Privately owned Internet companies can also use suppression tactics.  Take the social network site Twitter, which banned former President of the USA, Donald Trump from using its site because of his inflammatory tweets.  Let us remember that they are a private company and can make their own rules, however, an extraordinary amount of garbage ends up of Twitter and isn't banned.  Freedom of speech allows people to make their own decisions about a communication but Twitter made the call on Trump for them.

On the other hand certain social network sites have not stopped terrorist organizations from using their sites to recruit followers and even to post how to make a bomb, so where does freedom of information become dangerous and then who gets to police it?  There are arguments for and against totally open communication now that the world is truly global and anything may ignite the powder keg of public opinion, which may, in turn, lead to violence and war.

As you can see, I've moved away from my original subject of doers and thinkers.  The world may once have been molded by the actions and thoughts of just a few or a number of governments, but that was once.  While governments and individuals can still get away with a lot they now have a harder time doing it because we are all watching them and having our say.  The population of the world has become Big Brother and this may well be why there are now theories, some call them conspiracy theories, that talk of an elite and wealthy few who are trying to take over the control of the planet and people's thoughts and opinions.

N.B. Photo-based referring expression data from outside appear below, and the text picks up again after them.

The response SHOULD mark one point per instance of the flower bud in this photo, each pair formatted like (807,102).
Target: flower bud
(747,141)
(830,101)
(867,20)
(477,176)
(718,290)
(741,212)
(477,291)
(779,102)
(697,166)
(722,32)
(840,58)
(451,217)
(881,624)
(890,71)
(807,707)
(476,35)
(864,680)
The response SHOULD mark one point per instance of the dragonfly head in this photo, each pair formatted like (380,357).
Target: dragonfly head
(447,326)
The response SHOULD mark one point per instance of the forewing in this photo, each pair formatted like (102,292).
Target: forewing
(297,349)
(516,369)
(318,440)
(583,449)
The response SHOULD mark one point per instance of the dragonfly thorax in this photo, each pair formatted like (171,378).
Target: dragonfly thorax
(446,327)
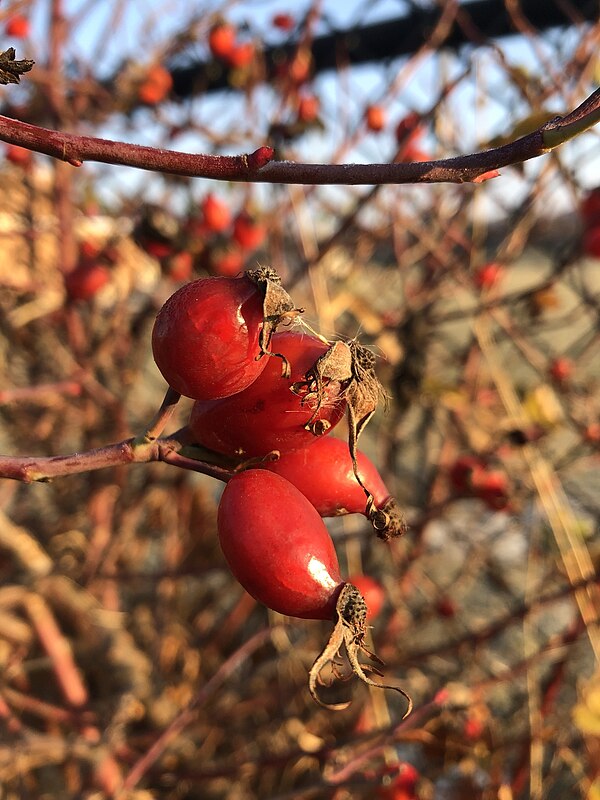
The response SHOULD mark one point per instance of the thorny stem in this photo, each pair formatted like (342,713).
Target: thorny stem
(245,168)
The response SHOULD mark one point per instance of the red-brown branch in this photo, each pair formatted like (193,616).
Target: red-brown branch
(249,168)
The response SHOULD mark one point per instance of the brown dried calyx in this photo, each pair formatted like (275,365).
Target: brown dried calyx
(353,366)
(348,636)
(278,308)
(388,520)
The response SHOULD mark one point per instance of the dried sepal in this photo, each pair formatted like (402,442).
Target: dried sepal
(388,521)
(11,69)
(347,638)
(278,308)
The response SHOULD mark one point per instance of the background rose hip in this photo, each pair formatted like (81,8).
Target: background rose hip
(376,118)
(205,338)
(373,593)
(277,546)
(268,415)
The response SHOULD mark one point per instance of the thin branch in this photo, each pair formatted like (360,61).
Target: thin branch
(257,168)
(130,451)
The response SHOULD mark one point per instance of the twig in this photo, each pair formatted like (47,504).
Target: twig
(252,167)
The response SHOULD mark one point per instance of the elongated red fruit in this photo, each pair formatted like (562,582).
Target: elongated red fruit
(277,546)
(268,415)
(323,472)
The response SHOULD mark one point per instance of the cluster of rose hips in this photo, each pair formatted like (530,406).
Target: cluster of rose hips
(265,402)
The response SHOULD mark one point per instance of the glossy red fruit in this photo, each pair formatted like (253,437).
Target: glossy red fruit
(222,40)
(248,232)
(323,473)
(590,208)
(373,593)
(17,26)
(277,546)
(285,22)
(86,280)
(216,213)
(267,415)
(403,784)
(488,275)
(241,55)
(591,242)
(561,369)
(206,337)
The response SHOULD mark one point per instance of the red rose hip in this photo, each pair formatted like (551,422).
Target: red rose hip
(277,546)
(268,415)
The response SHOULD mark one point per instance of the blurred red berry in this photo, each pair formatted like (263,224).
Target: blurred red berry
(376,118)
(248,232)
(592,433)
(402,786)
(492,487)
(473,728)
(17,26)
(222,40)
(299,67)
(409,129)
(590,207)
(216,213)
(86,280)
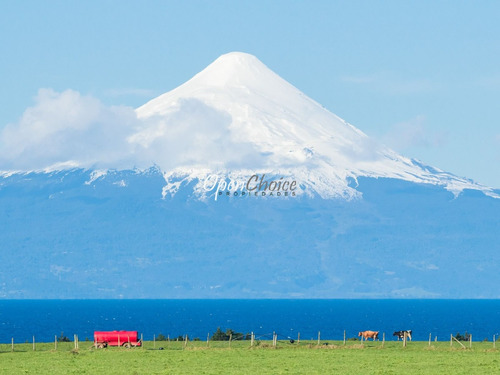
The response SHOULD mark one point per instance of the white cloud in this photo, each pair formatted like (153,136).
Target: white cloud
(67,129)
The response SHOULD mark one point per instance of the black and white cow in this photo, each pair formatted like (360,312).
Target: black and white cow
(401,334)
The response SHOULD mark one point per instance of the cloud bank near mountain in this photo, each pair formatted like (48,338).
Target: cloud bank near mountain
(68,129)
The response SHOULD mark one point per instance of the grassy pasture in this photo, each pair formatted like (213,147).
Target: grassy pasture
(219,358)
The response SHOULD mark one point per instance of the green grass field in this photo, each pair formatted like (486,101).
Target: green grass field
(219,358)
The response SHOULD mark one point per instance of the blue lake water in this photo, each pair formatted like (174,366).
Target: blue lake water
(22,319)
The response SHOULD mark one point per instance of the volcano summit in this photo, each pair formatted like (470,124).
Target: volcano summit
(102,202)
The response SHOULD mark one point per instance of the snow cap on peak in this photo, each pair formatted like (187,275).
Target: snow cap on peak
(235,69)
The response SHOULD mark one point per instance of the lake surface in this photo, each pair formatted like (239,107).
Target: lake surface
(22,319)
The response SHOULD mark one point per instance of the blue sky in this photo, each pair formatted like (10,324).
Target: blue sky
(421,76)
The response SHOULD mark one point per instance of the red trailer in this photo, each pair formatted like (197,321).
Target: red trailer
(116,338)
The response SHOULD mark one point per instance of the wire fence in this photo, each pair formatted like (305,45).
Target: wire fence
(239,340)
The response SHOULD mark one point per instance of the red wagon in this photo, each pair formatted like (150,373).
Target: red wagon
(102,339)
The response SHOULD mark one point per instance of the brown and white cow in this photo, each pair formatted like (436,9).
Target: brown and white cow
(369,335)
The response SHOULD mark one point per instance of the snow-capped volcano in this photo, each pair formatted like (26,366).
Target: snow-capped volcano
(237,117)
(234,119)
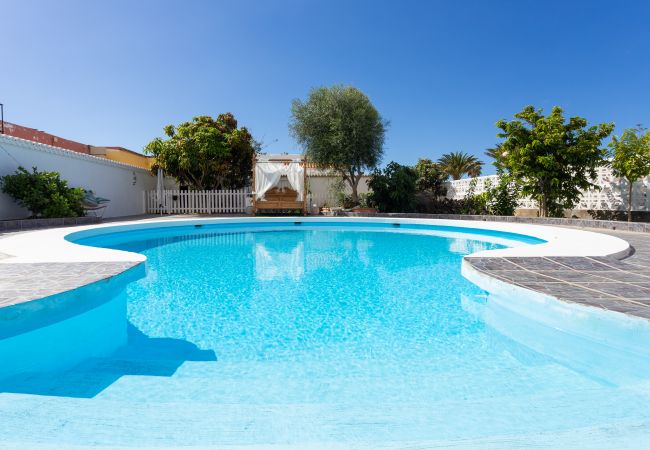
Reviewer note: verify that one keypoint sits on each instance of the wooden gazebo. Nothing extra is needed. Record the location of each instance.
(280, 184)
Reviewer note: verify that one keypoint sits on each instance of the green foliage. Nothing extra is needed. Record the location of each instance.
(457, 164)
(393, 189)
(503, 198)
(206, 153)
(45, 194)
(430, 178)
(496, 200)
(339, 128)
(552, 160)
(631, 158)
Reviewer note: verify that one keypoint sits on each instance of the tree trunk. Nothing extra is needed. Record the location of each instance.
(629, 201)
(354, 183)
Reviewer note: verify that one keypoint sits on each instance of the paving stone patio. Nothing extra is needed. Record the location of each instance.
(20, 283)
(607, 283)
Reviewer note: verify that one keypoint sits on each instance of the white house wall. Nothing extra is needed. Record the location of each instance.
(611, 196)
(123, 184)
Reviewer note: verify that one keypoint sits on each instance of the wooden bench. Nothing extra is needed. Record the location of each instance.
(279, 199)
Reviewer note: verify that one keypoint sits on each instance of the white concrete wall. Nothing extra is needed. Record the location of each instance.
(611, 196)
(122, 183)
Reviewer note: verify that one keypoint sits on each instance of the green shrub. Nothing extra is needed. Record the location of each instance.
(393, 189)
(45, 194)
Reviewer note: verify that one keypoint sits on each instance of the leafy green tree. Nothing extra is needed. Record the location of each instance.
(631, 159)
(552, 160)
(457, 164)
(496, 153)
(393, 189)
(206, 153)
(45, 194)
(430, 177)
(339, 128)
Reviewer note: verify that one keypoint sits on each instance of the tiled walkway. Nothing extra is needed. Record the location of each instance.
(608, 283)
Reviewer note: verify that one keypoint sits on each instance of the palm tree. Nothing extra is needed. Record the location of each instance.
(457, 164)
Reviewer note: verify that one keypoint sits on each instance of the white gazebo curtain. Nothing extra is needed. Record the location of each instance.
(268, 174)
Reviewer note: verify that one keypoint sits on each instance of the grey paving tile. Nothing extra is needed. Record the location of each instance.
(567, 291)
(492, 264)
(573, 275)
(617, 275)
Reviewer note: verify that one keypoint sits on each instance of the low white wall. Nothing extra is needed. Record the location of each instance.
(323, 192)
(123, 184)
(611, 196)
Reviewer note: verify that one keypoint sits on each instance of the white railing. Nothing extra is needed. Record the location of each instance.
(228, 201)
(611, 196)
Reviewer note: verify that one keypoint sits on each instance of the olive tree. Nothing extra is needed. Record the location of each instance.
(551, 159)
(339, 128)
(631, 159)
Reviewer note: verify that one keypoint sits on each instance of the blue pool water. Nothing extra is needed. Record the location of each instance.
(320, 337)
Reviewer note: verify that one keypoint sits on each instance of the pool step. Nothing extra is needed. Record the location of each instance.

If such a group exists and has some evil plan to inject us all with computer chips or whatever, using, for instance, a vaccine against a pandemic, I think they have Buckley's chance of succeeding.  When you get enough people who don't agree with something or are unwilling to be pushed around there is always a revolution.  Computer chips in the blood stream, if possible, won't stop this.  For one thing no one yet knows how our brains work and for another, the chips would have to be teeny, teeny weensy and be able to fit through a needle attached to a syringe.  If the idea is to terminate people using their micro chips, well, they're not going to have too many people left to follow them like zombies after most people are terminated.  All in all, it's a madman's plan but, as I said at the beginning of this post, humans are a pretty terrifying species.